Ainsi chaque jour, elle se fait conduire par ses esclaves sur la terrasse et là, devant le beau matin pourpré, elle offre à la nature entière l’hommage de son incoercible désir. Magnifique proie ! Divinité effrayante de nos ardeurs jamais éteintes ! Symbole adorable de la passion qui est la jeunesse sacrée des choses et des êtres ou bien renaissance douloureuse des coeurs qui se reprennent à la chimère d’aimer !

Jamais le destin ne s’était préparé une victime plus parfaite, plus expiatoire des péchés terrestres.

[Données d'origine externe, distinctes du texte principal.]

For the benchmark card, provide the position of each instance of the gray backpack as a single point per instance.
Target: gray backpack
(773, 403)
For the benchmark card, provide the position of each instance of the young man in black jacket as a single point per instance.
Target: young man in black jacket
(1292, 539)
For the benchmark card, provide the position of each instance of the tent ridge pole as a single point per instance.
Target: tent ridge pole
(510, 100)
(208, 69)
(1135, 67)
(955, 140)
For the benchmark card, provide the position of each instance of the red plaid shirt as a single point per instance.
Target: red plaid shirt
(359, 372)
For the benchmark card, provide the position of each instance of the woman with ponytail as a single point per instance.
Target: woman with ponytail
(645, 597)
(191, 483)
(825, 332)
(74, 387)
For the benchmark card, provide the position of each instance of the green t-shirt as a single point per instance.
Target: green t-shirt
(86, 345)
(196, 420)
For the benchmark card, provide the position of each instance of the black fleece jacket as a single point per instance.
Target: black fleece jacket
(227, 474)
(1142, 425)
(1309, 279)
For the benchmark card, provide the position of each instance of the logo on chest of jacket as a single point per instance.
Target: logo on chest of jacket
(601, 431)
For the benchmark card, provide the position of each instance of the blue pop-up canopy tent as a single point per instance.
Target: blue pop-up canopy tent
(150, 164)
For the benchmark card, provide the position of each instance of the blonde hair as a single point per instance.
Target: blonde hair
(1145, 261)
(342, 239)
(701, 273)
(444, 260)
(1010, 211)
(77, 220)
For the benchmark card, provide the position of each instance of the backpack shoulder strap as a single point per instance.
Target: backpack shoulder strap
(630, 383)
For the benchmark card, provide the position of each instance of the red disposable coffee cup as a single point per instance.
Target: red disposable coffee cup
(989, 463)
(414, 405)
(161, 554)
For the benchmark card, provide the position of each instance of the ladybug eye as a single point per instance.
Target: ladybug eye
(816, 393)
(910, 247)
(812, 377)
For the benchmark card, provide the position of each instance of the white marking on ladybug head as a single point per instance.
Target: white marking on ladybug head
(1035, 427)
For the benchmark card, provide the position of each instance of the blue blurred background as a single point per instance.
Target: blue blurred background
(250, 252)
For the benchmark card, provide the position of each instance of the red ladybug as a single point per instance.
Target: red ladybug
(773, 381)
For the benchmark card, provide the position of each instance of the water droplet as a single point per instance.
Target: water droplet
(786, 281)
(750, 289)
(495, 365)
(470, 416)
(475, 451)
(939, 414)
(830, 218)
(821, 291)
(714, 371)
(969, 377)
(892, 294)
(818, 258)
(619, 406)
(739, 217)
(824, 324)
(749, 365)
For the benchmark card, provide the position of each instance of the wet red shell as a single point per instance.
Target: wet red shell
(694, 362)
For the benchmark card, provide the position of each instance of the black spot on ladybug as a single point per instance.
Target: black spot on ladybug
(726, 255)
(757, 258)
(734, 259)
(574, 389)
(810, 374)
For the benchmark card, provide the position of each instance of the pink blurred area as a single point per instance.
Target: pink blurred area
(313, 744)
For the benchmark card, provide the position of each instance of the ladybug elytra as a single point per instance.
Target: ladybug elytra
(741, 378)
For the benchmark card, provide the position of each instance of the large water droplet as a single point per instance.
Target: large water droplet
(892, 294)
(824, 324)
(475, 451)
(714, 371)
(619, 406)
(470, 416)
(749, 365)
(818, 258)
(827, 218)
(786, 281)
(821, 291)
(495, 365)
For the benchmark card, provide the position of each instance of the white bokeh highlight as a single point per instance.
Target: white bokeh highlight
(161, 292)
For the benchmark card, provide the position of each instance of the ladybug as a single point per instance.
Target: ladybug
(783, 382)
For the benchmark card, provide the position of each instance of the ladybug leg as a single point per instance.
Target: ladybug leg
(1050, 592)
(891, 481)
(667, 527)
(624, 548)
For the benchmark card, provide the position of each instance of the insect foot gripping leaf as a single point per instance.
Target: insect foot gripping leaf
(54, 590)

Jamais pâte humaine n’allait devenir, par la douleur, un joyau plus finement ciselé.

C’est en esprit et en âme qu’il la faut vénérer. Il ne suffirait pas qu’un Racine l’ait chantée, nous en ait, dans un drame immortel, raconté la prodigieuse histoire. Cette Reine peut satisfaire à la fois l’esprit et le cœur : car, imaginée de toutes pièces, œuvre de raison pure, elle solliciterait l’adhésion de l’intelligence à l’égal de la Joconde du Vinci. Si elle manque de sérénité railleuse, de cette félinité indicible, apanage de la Dame de Florence, c’est qu’elle est jetée dans le courant humain et devient l’âme essentielle d’un drame. Sans voix, sans manifestation verbale de son émotivité, elle rentrerait dans la catégorie des types purs, dépouillés de matière.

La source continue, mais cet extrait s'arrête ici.